Nato sulla scia del filone eco-horror affermatosi negli anni ’70 e ‘80 a causa dei timori sul riscaldamento globale e sull’inquinamento, The Toxic Avenger (1984) era un atto deliberato di guerriglia estetica, tecnica e narrativa: un concentrato di bile sovversiva anti-reaganiana, ricco di gore artigianale e animato dal rifiuto del buon gusto perbenista. Sul piano puramente tematico, trasporre tale eredità critica nel contemporaneo significa, prima di tutto, aggiornarne i bersagli.
Il remake assolve questo compito conservando la ribellione contro la società di un protagonista vessato – un umile inserviente trasformato in giustiziere dai rifiuti tossici – ma ne attualizza il contesto antagonista: l’obiettivo polemico si sposta dai bulli e dalla corruzione municipale, per concentrarsi sull’élite corporativa che sacrifica la salute pubblica e l’ecosistema sull’altare del profitto.
A questa attualizzazione si affianca un salto qualitativo a livello tecnico. Rispetto all’originale, il film possiede una struttura narrativa più coesa, uno sviluppo dei personaggi più definito e interpretazioni notevoli da parte di attori rinomati, tra cui spiccano Peter Dinklage, Kevin Bacon ed Elijah Wood. Tuttavia, è proprio in questa perizia formale che risiede il difetto dell’operazione: il remake soffre la contraddizione di voler replicare l’estetica ultra-low budget dell’originale nonostante l’utilizzo di risorse considerevoli. Una regia e una fotografia professionali, unite alla direzione di un cast stellare, impongono una pianificazione rigorosa e il rispetto di determinati limiti commerciali nella messa in scena; ne risulta una produzione troppo edulcorata e prevedibile, in cui ogni momento imbarazzante è deliberato e ogni elemento offensivo è attentamente calibrato.

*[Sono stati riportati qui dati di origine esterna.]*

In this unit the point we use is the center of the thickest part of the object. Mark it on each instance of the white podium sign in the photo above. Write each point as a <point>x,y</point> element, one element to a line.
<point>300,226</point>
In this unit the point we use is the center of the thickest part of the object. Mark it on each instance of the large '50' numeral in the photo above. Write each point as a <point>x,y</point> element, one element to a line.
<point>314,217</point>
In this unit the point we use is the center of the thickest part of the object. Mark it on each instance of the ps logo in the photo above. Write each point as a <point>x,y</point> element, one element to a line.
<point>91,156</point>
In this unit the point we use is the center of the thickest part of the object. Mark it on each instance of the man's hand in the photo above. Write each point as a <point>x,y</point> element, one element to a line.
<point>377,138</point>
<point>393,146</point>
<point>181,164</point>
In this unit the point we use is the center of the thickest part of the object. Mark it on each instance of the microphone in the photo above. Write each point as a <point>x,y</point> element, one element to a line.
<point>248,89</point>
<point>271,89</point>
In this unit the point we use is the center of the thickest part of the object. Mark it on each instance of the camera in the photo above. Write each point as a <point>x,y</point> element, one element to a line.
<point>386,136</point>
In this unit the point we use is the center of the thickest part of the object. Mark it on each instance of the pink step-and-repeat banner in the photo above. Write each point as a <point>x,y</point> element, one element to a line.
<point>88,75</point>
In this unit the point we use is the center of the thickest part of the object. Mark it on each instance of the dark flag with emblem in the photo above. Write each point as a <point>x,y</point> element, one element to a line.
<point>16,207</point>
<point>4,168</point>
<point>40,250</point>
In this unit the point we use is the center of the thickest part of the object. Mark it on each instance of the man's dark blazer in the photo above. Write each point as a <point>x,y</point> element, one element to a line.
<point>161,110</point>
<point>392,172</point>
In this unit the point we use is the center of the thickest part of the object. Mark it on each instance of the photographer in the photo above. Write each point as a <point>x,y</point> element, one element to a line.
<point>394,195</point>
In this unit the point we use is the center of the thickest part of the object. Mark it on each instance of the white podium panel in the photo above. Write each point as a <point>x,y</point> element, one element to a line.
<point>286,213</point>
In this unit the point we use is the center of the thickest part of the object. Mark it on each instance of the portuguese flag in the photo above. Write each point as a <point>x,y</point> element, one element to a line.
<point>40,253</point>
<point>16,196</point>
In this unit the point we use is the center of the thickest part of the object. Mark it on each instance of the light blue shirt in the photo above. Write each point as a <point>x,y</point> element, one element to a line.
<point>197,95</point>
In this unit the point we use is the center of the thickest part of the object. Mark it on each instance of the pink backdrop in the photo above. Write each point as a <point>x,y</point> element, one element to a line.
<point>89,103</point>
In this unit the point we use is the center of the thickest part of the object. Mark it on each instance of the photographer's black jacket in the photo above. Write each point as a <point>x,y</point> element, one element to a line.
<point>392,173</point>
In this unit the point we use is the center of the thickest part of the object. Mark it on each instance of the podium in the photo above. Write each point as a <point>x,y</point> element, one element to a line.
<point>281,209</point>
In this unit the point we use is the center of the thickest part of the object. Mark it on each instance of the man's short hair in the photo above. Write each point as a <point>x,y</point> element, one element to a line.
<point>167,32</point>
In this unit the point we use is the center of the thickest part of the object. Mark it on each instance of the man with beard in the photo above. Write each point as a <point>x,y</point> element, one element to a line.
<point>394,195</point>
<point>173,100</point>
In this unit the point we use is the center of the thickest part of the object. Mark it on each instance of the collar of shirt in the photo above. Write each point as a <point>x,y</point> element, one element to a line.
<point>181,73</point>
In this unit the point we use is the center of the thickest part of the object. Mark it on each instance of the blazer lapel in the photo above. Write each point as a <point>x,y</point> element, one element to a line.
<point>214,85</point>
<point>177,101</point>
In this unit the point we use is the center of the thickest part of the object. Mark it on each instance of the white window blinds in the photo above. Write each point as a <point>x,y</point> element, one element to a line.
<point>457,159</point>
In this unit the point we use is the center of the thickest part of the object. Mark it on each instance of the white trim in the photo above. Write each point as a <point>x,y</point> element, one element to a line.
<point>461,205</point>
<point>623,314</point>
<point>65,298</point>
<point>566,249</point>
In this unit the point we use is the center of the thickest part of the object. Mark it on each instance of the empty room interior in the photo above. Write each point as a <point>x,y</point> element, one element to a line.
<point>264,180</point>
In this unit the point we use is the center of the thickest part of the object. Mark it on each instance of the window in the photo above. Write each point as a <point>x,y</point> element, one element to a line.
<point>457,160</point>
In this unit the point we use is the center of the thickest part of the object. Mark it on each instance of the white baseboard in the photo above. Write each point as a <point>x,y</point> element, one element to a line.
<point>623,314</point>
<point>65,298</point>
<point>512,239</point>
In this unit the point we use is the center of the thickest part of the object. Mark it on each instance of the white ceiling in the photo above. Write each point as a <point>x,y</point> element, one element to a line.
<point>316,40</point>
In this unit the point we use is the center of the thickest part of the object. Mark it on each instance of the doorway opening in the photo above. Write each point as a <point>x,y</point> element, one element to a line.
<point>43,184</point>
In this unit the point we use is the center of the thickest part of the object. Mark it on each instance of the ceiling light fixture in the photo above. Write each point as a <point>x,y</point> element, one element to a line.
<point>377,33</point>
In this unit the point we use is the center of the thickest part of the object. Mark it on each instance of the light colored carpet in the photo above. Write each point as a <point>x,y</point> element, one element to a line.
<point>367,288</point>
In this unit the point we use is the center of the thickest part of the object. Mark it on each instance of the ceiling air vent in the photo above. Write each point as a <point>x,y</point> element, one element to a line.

Nonostante una campagna marketing che prometteva un’esperienza provocatoria al pari del suo progenitore, il nuovo The Toxic Avenger rivela un netto slittamento di registro. Se l’originale è assimilabile a un punk-rock suonato male in una saletta di fortuna, il remake si configura come un pop-punk levigato, prodotto in studio e piegato alle esigenze di mercato. La sua ironia non è più sovversiva, bensì accomodante, impiegando dinamiche narrative ormai standardizzate che ricordano Deadpool (2016) e The Boys (2019-). In questo contesto, il Vendicatore Tossico smarrisce la sua carica autenticamente mostruosa per rientrare nei canoni dell’antieroe mainstream.
Questa normalizzazione è palese sul piano visivo, con l’estetica dell’eccesso, elemento cardine della mondo Troma, che viene deprivata della sua dimensione viscerale. Laddove l’originale esibisce il grottesco e il materico per generare una repulsione tangibile, le sequenze splatter del remake, seppur iperboliche, sono compromesse da un’asettica patina digitale. Le problematiche, tuttavia, non si limitano al massiccio utilizzo della CGI; prive di crudezza, ma soprattutto di inventiva, le scene di violenza divengono rapidamente ripetitive e, paradossalmente, innocue. Al contrario, quelle del 1984 generano ancora oggi un senso di minaccia e imprevedibilità: armi puntate contro neonati, bambini travolti da macchine in corsa, mani fritte nell’olio bollente e volti sfigurati con frullatori.
In conclusione, l’opera di Macon Blair è un prodotto di intrattenimento leggero, che funziona per chi è alla ricerca di novanta minuti di brutalità cartoonesca senza pretese. Nonostante la presenza come produttori dei suoi due creatori, il film assume una posa ribelle, ma non trova mai il coraggio di essere sgradevole fino in fondo, posizionandosi in una terra di nessuno: troppo esplicito per una distribuzione mainstream, troppo controllato per un riconoscimento nell’underground.
Il nuovo The Toxic Avenger rimane un lungometraggio discreto, con una confezione rifinita e accattivante che tradisce la sua anima corrosiva diluita, degenerando in un prodotto addomesticato per il consumo di massa che ha perso ogni capacità di contaminare e sovvertire.